Jinjava Sandbox Escape Vulnerability Allowing Arbitrary Class Instantiation and Potential Remote Code Execution

A vulnerability in Jinjava versions prior to 2.8.1 allows for sandbox escape by exploiting the ObjectMapper's deserialization capabilities. By using the JavaType class to construct arbitrary types, an attacker can instantiate classes like java.net.URL, access local files, and with further exploitation, potentially execute remote code. This issue arises because Jinjava's restrictions on dangerous methods can be bypassed, enabling the creation of semi-arbitrary class instances that can be leveraged for malicious purposes.

Impact

Exploitation of this vulnerability escapes the Jinjava sandbox, allowing the instantiation of various classes through JavaType. This could be used to read arbitrary files or perform server-side request forgery (SSRF) by creating network-related objects.
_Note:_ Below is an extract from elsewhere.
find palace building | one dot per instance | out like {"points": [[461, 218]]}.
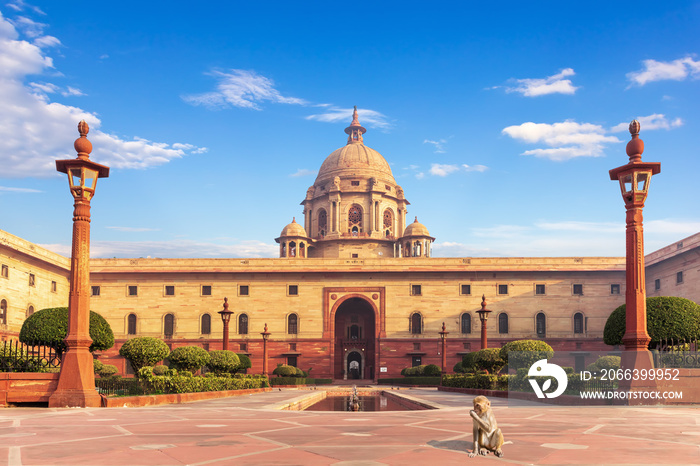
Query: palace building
{"points": [[355, 292]]}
In some environments, this could lead to complete remote code execution.

Reproduction

To reproduce this vulnerability, first, upload a Jinjava template that accesses the built-in variable '____int3rpr3t3r____', which refers to the JinjavaInterpreter instance. The template can invoke the 'readValue' method of the ObjectMapper to deserialize input into arbitrary classes, such as 'java.net.URL'. Once a URL object is created, it can be used to read local files, like '/etc/passwd'. This vulnerability can be chained to achieve remote code execution, depending on the instantiated class and the environment.

Remediation

Users can upgrade to Jinjava version 2.8.1 or later, where this vulnerability has been fixed.